[C++] Is std::strings SSO even still beneficial?

Started by
8 comments, last by Juliean 4 months, 3 weeks ago

So this question has gone through my mind from time to time. Is the small-string optimization in std::string in modern c++ really even a benefit, or is it now more of a hindrance? Consider the following example-code:

#include <string>
#include <string_view>
#include <memory>

std::string staticString;
std::string_view staticStringView;
std::unique_ptr<char[]> staticStringPtr;

__attribute__((noinline)) void callString(std::string a)
{
    staticString = std::move(a);
}

__attribute__((noinline)) void callStringView(std::string_view b)
{
    staticStringView = b;
}

__attribute__((noinline)) void callStringPtr(std::unique_ptr<char[]> a)
{
    staticStringPtr = std::move(a);
}

Those are three ways to store string-data in modern c++ - std::string, owning the string data; string_view, as just a pointer to some data; and lastely I made a char[]-pointer just for comparison.

All three functions are the same: A sink for string-data to be stored in a global. obviously, by the virtual of string-view only being a dumb start-end-pointer pair, it is obviously much faster/smaller code, but the actual difference really shocked me. From goldbolt (using clang -O3):

callString(std::__cxx11::basic_string<char, std::char_traits<char>, std::allocator<char> >): # @callString(std::__cxx11::basic_string<char, std::char_traits<char>, std::allocator<char> >)
  pushq %rbx
  movq staticString[abi:cxx11](%rip), %rax
  leaq staticString[abi:cxx11]+16(%rip), %rcx
  cmpq %rcx, %rax
  je .LBB1_1
  movq (%rdi), %rsi
  leaq 16(%rdi), %rcx
  cmpq %rcx, %rsi
  je .LBB1_4
  movq staticString[abi:cxx11]+16(%rip), %rdx
  movq %rsi, staticString[abi:cxx11](%rip)
  movups 8(%rdi), %xmm0
  movups %xmm0, staticString[abi:cxx11]+8(%rip)
  testq %rax, %rax
  je .LBB1_14
  movq %rax, (%rdi)
  movq %rdx, 16(%rdi)
  movq $0, 8(%rdi)
  movb $0, (%rax)
  popq %rbx
  retq
.LBB1_1:
  movq (%rdi), %rdx
  leaq 16(%rdi), %rcx
  cmpq %rcx, %rdx
  je .LBB1_2
  movq %rdx, staticString[abi:cxx11](%rip)
  movups 8(%rdi), %xmm0
  movups %xmm0, staticString[abi:cxx11]+8(%rip)
.LBB1_14:
  movq %rcx, (%rdi)
  movq %rcx, %rax
  movq $0, 8(%rdi)
  movb $0, (%rax)
  popq %rbx
  retq
.LBB1_2:
  movq %rcx, %rsi
.LBB1_4:
  leaq staticString[abi:cxx11](%rip), %rcx
  cmpq %rcx, %rdi
  je .LBB1_5
  movq 8(%rdi), %rdx
  testq %rdx, %rdx
  je .LBB1_10
  cmpq $1, %rdx
  jne .LBB1_9
  movzbl (%rsi), %ecx
  movb %cl, (%rax)
  jmp .LBB1_10
.LBB1_9:
  movq %rdi, %rbx
  movq %rax, %rdi
  callq memcpy@PLT
  movq %rbx, %rdi
.LBB1_10:
  movq 8(%rdi), %rax
  movq %rax, staticString[abi:cxx11]+8(%rip)
  movq staticString[abi:cxx11](%rip), %rcx
  movb $0, (%rcx,%rax)
  movq (%rdi), %rax
  movq $0, 8(%rdi)
  movb $0, (%rax)
  popq %rbx
  retq
.LBB1_5:
  movq %rsi, %rax
  movq $0, 8(%rdi)
  movb $0, (%rax)
  popq %rbx
  retq

This is the code for the variant using std::string.
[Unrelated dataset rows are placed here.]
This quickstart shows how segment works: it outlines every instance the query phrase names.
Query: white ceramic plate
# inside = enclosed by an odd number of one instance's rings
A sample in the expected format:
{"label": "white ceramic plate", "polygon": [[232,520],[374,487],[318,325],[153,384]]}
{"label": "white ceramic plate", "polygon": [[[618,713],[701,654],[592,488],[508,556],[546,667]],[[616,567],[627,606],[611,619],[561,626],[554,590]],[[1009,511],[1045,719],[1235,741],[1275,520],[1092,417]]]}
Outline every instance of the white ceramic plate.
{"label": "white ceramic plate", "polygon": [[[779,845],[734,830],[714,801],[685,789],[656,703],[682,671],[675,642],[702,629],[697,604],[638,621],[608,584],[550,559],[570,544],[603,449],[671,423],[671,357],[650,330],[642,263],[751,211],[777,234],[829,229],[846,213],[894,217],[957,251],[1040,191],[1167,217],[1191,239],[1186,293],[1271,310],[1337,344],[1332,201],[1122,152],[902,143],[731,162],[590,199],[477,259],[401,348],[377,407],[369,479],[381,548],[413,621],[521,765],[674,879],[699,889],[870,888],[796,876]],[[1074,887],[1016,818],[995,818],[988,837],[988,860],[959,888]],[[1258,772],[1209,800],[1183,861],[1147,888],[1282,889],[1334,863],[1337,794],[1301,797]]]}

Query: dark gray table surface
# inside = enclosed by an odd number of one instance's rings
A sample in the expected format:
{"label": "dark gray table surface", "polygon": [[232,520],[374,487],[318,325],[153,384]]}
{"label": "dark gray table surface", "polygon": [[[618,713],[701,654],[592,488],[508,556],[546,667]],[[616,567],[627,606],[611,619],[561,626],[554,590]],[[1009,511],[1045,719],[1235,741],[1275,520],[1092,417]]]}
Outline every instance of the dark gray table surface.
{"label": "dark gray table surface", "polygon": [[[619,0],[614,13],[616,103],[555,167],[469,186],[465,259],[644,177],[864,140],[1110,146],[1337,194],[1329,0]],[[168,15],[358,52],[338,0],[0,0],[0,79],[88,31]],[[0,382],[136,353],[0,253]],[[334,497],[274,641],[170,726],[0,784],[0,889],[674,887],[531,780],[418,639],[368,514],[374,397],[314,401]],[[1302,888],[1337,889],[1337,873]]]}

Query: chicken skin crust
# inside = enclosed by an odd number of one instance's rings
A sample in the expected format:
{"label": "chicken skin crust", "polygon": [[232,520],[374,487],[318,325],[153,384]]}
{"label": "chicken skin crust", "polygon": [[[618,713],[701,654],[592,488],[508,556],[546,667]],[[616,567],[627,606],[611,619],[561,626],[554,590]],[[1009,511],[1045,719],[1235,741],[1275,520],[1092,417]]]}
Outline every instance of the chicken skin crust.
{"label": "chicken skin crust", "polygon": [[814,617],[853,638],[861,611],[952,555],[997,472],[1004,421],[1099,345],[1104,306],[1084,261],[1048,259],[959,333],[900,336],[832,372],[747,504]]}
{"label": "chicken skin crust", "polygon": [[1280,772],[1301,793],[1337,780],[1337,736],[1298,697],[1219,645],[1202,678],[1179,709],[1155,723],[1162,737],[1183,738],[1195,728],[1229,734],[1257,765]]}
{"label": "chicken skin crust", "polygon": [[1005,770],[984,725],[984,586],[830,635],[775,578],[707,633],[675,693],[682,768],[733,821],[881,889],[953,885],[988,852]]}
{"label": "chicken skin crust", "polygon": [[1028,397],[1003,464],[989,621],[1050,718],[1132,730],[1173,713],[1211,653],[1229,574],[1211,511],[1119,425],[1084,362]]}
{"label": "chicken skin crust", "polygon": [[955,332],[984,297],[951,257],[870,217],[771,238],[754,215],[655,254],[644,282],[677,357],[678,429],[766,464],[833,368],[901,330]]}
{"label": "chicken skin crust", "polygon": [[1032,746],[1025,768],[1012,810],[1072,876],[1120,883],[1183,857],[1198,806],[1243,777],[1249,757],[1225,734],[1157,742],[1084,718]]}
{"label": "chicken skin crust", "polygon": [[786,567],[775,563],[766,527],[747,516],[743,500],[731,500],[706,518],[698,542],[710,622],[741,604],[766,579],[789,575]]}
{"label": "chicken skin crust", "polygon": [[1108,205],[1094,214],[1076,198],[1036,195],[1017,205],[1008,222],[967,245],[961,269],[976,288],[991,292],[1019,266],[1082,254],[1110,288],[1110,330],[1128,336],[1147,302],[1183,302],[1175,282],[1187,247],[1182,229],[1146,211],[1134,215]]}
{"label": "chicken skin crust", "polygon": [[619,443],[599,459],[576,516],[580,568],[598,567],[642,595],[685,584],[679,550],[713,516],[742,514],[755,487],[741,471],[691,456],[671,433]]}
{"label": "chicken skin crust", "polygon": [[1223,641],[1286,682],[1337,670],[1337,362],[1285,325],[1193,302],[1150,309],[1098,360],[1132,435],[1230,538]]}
The actual flying fuck? Obviously, all operators are being inlined, but the amount of code this very simple move produces is ungodly aweful. This is true in all compilers btw.

Now compare this to string_view:

callStringView(std::basic_string_view<char, std::char_traits<char> >): # @callStringView(std::basic_string_view<char, std::char_traits<char> >)
  movq %rdi, staticStringView(%rip)
  movq %rsi, staticStringView+8(%rip)
  retq

Obviously, this doesn't own the string-data, so it has the change for dangling pointers. However, the difference is night and day. And now for my main point:

callStringPtr(std::unique_ptr<char [], std::default_delete<char []> >): # @callStringPtr(std::unique_ptr<char [], std::default_delete<char []> >)
  movq (%rdi), %rax
  movq $0, (%rdi)
  movq staticStringPtr(%rip), %rdi
  movq %rax, staticStringPtr(%rip)
  testq %rdi, %rdi
  jne operator delete[](void*)@PLT # TAILCALL
  retq

This is the variant that uses a char[]-pointer. Obiviously I left out the end-ptr/size argument, but that would only be 1-2 instructions more.

-----------------------------------------------

So this begs the question. Is it really still a benefit of having to potentially not allocate for small strings, if this causes any copy/move of the string to create an ungodly abomination of assembly having to be executed? The SSO-code can apparently not be optimized in the slightest. Even when passing a constant-string and the function is inlined, it will not be able to remove the execution of the constructors. Since C++11, moves are being use to often safe a lot of expensive copies; so can rvalue-optimizations. std::string seems to mess this up badly. There is also some other downsides as well, like not being able to construct a std::string_view from a std::string when the string is being moved afterwards, etc…

I've been using std::string_view excessively for some time, whenever I don't need to hold on to the string data (or know that it's sources lifetime outlifes the consumer. However, I also started a custom string-class implementation that stores data direclty as a pointer. I didn't start using it everywhere that std::string is currently used, mainly as it's a lot of work, but seeing this mess of a codegen makes me really want to go forward and start porting everything.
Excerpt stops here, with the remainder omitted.